But Devon Energy Corp. is willing to take that time, and its efforts are paying off in restored grasslands at the locations of Permian Basin natural gas and oil wells it’s drilled in the southeast part of the state.

The company has been working on the reclamation program as part of a bigger effort of best management practices with New Mexico’s Bureau of Land Management.

The reclamation process takes time, said Don Mayberry, Devon Energy’s superintendent in Artesia.

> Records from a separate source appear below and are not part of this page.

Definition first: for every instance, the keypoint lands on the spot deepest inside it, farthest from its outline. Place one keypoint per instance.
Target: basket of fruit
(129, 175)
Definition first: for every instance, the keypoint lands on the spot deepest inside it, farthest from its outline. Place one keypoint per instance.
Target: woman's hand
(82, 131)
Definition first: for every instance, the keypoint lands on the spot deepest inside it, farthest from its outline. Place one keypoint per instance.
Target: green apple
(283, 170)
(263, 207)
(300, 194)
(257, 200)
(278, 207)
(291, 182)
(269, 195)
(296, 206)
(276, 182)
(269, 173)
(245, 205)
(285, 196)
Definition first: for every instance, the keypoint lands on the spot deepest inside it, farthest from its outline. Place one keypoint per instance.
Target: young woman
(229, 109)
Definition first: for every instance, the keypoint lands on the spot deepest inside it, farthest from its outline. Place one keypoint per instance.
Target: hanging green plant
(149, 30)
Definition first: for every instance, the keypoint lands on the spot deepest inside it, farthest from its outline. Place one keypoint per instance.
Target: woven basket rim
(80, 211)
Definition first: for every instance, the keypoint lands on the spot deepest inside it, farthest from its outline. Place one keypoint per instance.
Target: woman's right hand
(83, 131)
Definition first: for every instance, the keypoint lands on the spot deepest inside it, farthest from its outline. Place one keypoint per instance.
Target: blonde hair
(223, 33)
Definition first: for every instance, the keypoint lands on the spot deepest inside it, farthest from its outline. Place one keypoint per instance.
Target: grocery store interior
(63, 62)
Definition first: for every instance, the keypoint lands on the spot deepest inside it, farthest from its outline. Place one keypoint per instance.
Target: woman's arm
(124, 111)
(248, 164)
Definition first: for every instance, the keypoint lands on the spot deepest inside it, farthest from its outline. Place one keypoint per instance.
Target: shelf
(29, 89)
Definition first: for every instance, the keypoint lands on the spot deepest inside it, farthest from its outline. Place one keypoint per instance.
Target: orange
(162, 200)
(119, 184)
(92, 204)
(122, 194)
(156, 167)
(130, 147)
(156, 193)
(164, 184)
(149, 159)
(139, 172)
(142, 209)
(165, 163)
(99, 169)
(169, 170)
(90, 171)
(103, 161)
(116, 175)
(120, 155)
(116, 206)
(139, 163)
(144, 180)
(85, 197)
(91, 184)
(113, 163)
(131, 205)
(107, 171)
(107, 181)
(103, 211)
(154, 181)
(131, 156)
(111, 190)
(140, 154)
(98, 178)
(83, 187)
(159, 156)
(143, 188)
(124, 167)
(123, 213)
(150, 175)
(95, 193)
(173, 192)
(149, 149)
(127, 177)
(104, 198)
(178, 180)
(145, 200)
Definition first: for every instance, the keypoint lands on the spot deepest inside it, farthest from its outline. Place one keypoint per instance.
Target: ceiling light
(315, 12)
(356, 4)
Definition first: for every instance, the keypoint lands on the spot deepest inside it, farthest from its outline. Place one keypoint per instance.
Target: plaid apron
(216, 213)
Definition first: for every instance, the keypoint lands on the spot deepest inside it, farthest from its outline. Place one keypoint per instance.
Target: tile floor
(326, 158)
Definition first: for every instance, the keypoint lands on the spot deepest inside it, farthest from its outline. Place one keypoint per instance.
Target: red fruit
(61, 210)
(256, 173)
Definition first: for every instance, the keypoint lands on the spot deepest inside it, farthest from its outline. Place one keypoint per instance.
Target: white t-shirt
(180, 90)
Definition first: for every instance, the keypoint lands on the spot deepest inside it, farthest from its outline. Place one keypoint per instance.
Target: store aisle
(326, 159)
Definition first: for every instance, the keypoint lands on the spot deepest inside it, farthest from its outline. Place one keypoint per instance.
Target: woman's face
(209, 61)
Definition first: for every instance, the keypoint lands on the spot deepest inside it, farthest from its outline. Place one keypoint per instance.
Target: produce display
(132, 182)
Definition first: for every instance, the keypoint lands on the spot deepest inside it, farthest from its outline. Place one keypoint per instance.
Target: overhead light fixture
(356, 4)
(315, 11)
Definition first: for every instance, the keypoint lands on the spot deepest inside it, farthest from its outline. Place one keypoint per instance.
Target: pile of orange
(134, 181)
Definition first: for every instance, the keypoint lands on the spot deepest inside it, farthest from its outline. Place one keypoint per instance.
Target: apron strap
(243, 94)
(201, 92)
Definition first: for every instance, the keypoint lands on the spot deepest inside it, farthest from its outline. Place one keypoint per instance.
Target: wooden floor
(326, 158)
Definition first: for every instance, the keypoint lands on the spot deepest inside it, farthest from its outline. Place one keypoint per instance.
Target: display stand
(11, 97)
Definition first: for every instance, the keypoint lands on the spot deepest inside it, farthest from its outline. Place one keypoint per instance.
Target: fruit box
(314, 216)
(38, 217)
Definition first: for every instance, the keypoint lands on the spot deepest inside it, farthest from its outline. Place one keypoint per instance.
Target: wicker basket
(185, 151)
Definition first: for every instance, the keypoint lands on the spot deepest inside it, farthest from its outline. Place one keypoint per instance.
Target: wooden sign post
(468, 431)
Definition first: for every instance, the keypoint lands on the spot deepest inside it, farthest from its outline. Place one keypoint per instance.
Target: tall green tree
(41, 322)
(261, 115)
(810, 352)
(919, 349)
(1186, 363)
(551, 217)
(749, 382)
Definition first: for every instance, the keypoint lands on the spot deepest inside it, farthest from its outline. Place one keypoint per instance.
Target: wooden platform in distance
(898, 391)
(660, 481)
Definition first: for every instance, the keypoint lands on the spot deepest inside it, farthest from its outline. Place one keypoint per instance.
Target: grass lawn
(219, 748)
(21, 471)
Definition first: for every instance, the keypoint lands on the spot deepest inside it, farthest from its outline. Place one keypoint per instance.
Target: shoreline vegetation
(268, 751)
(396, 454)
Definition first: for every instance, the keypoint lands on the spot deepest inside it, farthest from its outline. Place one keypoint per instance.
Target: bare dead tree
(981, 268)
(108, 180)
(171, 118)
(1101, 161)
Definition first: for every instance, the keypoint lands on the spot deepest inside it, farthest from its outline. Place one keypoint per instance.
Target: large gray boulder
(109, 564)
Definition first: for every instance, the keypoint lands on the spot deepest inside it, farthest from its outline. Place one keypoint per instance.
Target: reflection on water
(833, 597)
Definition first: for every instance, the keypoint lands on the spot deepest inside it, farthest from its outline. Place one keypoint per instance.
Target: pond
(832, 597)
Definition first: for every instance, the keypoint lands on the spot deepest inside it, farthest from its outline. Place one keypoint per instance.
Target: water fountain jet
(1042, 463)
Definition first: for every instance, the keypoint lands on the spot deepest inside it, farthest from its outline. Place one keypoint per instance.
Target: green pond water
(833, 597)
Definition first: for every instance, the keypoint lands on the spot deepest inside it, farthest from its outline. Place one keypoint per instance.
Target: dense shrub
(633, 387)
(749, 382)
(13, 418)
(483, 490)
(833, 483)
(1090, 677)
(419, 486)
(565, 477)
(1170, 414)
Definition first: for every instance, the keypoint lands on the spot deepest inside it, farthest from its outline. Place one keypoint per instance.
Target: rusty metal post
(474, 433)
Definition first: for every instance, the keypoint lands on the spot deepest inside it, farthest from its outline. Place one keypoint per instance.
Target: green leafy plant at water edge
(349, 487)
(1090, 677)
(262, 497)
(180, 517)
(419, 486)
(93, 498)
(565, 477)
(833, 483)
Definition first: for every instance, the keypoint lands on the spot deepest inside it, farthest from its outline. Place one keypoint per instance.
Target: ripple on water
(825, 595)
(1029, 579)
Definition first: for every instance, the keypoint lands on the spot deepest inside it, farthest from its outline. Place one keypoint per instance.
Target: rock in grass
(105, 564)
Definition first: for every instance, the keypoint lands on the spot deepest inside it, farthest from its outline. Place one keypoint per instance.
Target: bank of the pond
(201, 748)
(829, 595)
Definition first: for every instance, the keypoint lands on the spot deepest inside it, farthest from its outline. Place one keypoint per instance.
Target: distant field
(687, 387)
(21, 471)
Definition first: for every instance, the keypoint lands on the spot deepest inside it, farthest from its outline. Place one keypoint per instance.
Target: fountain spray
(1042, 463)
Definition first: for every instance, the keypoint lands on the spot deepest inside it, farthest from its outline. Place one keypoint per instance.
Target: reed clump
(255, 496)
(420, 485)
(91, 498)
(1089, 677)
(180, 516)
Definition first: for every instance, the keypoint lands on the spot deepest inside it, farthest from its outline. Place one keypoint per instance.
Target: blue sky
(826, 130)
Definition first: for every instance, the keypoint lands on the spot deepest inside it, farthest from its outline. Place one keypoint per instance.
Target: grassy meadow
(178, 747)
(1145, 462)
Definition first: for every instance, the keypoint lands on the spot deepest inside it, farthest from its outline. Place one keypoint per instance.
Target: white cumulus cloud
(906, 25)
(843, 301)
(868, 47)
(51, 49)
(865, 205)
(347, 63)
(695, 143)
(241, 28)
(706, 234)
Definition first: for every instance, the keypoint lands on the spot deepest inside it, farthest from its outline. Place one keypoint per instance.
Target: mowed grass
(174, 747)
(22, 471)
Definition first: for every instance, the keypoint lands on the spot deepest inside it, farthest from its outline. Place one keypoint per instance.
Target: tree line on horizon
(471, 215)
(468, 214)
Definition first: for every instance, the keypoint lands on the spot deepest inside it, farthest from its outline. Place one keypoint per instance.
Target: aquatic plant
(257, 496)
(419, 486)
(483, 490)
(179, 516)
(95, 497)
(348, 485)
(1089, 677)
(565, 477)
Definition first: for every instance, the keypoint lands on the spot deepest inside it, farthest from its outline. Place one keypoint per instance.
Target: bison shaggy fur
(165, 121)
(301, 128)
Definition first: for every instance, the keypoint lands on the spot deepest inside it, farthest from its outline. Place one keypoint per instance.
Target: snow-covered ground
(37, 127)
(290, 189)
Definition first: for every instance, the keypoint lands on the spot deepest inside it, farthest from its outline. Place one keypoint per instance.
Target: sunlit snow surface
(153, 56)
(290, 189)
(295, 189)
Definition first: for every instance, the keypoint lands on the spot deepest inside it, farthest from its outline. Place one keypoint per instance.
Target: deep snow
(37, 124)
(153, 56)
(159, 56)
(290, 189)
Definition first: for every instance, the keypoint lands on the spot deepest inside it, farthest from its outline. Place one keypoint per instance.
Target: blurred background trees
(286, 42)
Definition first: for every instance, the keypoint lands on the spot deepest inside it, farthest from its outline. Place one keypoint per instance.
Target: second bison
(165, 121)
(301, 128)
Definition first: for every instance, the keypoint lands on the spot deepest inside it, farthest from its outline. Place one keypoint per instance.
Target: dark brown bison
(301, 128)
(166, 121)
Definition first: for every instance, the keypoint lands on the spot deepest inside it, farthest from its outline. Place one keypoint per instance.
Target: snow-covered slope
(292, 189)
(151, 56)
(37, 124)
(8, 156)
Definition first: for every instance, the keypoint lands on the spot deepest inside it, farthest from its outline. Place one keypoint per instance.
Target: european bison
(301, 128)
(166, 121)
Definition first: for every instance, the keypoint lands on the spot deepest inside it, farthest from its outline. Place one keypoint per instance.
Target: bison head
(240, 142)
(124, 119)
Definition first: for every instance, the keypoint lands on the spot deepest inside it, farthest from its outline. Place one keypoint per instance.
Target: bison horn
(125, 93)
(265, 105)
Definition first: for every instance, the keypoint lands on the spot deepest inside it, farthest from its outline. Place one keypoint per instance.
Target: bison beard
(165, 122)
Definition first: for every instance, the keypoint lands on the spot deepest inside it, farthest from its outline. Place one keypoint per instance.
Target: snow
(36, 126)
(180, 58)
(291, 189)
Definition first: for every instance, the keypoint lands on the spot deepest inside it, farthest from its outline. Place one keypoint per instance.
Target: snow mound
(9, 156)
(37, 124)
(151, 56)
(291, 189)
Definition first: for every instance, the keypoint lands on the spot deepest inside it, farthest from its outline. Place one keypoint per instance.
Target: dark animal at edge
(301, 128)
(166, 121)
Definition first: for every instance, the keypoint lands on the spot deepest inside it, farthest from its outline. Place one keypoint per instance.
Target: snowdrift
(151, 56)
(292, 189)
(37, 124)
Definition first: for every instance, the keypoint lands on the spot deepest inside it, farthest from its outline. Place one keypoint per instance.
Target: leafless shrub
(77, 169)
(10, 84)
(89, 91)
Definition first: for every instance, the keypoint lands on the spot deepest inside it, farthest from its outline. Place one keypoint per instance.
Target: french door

"This country is hard to reclaim. It has very little topsoil, and very little moisture. And some places where we work, it is very rocky,” Mayberry said. "On those locations, you have to blast and then rake the rock up. Trying to reclaim those is very tough. It is a challenge.”

Noticed for its work

Devon Energy earns awards for that work, though, from both professional and government organizations. Two awards in particular were given to the Oklahoma City-based company this year — one from the Bureau of Land Management for a Technology-based, Holistic Approach to Oil and Gas Development, and another from the U.S. Department of Interior, which gave its Interior Cooperative Conservation Award to New Mexico’s Bureau of Land Management and Devon for their reclamation partnership.

Energy

Devon’s operations

The company has a half-million leased acres in southeast New Mexico, essentially in a box 100 miles wide and 100 miles deep. Within that, it operates about 1,200 wells, and adds about 50 wells annually. About 60 percent of them produce natural gas; the remainder produces oil. Average daily production for the area now is 94 million cubic feet of natural gas and 7,400 barrels of oil. Ninety-five percent of Devon’s operations are within Lea and Eddy counties in New Mexico, Devon officials said. The company has been active in the area for decades, especially since the 1980s when it acquired other companies with substantial working interests there. Devon’s main office is in Artesia. It employs about 75 workers. Dozens of other employees work in regional offices, officials say.